Natural Killer T (NKT) cells are distinct T cell subset that link innate and adaptive immune responses. IL-1β, produced by various immune cells, plays a key role in the regulation of innate immunity in vivo. However, it is unclear whether NKT cells regulate IL-1β production by macrophages. To address this, we co-cultured NKT cells and peritoneal macrophages in the presence of TCR stimulation and inflammasome activators. Among cytokines secreted from NKT cells, GM-CSF enhanced IL-1β production by macrophages via regulating LPS-mediated pro-IL-1β expression and NLRP3-dependent inflammasome activation, whereas IL-4 enhanced M2-differentiation of macrophages and decreased IL-1β production. Together, our findings suggest the NKT cells have double-sided effects on IL-1β-mediated innate immune responses by producing IL-4 and GM-CSF. These findings may be helpful for a comprehensive understanding of NKT cell-mediated regulatory mechanisms of the pro-inflammatory effects of IL-1β in inflammatory diseases in vivo.

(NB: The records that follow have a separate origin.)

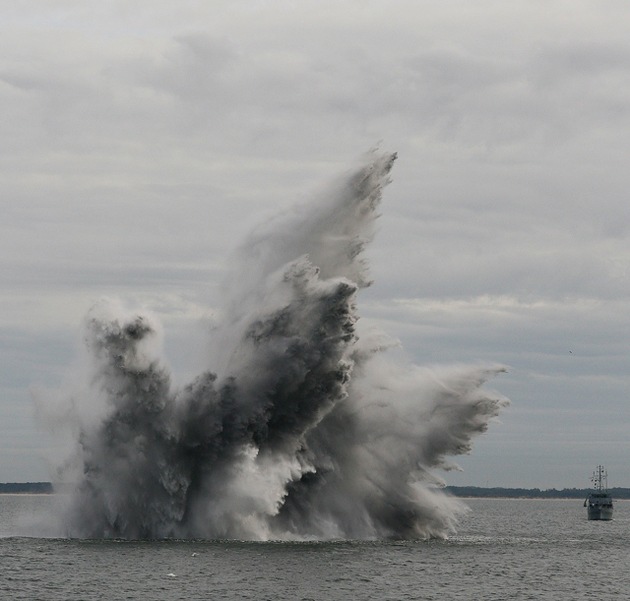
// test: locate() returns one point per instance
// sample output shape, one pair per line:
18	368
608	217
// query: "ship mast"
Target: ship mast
600	479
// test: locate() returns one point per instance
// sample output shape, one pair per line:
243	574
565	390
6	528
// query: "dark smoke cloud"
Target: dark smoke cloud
302	430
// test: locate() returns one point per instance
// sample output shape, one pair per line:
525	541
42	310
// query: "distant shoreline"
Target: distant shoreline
475	492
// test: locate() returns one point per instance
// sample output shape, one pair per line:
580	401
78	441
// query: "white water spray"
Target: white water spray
300	430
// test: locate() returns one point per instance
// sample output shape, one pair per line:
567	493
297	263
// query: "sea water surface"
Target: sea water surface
504	549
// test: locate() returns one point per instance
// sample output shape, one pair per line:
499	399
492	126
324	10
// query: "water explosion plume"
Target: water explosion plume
302	429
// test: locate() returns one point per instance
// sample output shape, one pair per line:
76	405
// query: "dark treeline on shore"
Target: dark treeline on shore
457	491
531	493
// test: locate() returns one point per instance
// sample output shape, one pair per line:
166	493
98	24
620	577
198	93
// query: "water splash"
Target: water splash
302	430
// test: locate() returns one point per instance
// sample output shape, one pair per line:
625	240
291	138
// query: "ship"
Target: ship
599	503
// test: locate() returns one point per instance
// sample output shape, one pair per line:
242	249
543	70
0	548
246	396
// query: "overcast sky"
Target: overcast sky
140	141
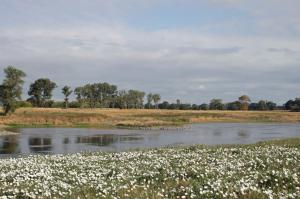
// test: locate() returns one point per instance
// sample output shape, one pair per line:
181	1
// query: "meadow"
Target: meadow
135	118
263	170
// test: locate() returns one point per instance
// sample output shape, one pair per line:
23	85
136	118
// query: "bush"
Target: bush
24	104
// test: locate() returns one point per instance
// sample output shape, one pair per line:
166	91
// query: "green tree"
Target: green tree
149	100
41	92
79	95
244	100
67	91
204	107
156	98
216	104
11	89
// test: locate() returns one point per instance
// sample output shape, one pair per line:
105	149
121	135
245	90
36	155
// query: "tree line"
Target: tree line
105	95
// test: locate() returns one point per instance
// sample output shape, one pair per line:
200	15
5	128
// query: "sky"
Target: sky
193	50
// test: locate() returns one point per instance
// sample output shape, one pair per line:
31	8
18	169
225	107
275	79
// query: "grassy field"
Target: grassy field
263	170
110	118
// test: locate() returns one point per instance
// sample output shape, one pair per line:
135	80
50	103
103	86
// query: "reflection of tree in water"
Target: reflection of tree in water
243	133
217	132
8	144
105	140
40	145
97	140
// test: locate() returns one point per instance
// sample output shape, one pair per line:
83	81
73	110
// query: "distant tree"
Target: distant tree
253	106
66	90
234	106
11	89
195	107
244	100
79	96
262	105
204	107
164	105
216	104
135	99
185	107
41	92
271	105
149	100
156	98
289	104
293	105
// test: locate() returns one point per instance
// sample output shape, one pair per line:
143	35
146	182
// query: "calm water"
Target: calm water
70	140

自然杀伤T(NKT)细胞是连接固有免疫和适应性免疫反应的独特T细胞亚群。由各种免疫细胞产生的白细胞介素-1β(IL-1β)在体内固有免疫调节中起关键作用。然而,尚不清楚NKT细胞是否调节巨噬细胞产生IL-1β。为了解决这个问题,我们在TCR刺激和炎性小体激活剂存在的情况下共培养了NKT细胞和腹膜巨噬细胞。在NKT细胞分泌的细胞因子中,粒细胞-巨噬细胞集落刺激因子(GM-CSF)通过调节脂多糖(LPS)介导的前体IL-1β表达和NLRP3依赖性炎性小体激活来增强巨噬细胞产生IL-1β,而IL-4则增强巨噬细胞的M2分化并减少IL-1β的产生。总之,我们的研究结果表明NKT细胞通过产生IL-4和GM-CSF对IL-1β介导的固有免疫反应具有双面影响。这些发现可能有助于全面了解NKT细胞在体内炎症性疾病中介导IL-1β促炎作用的调节机制。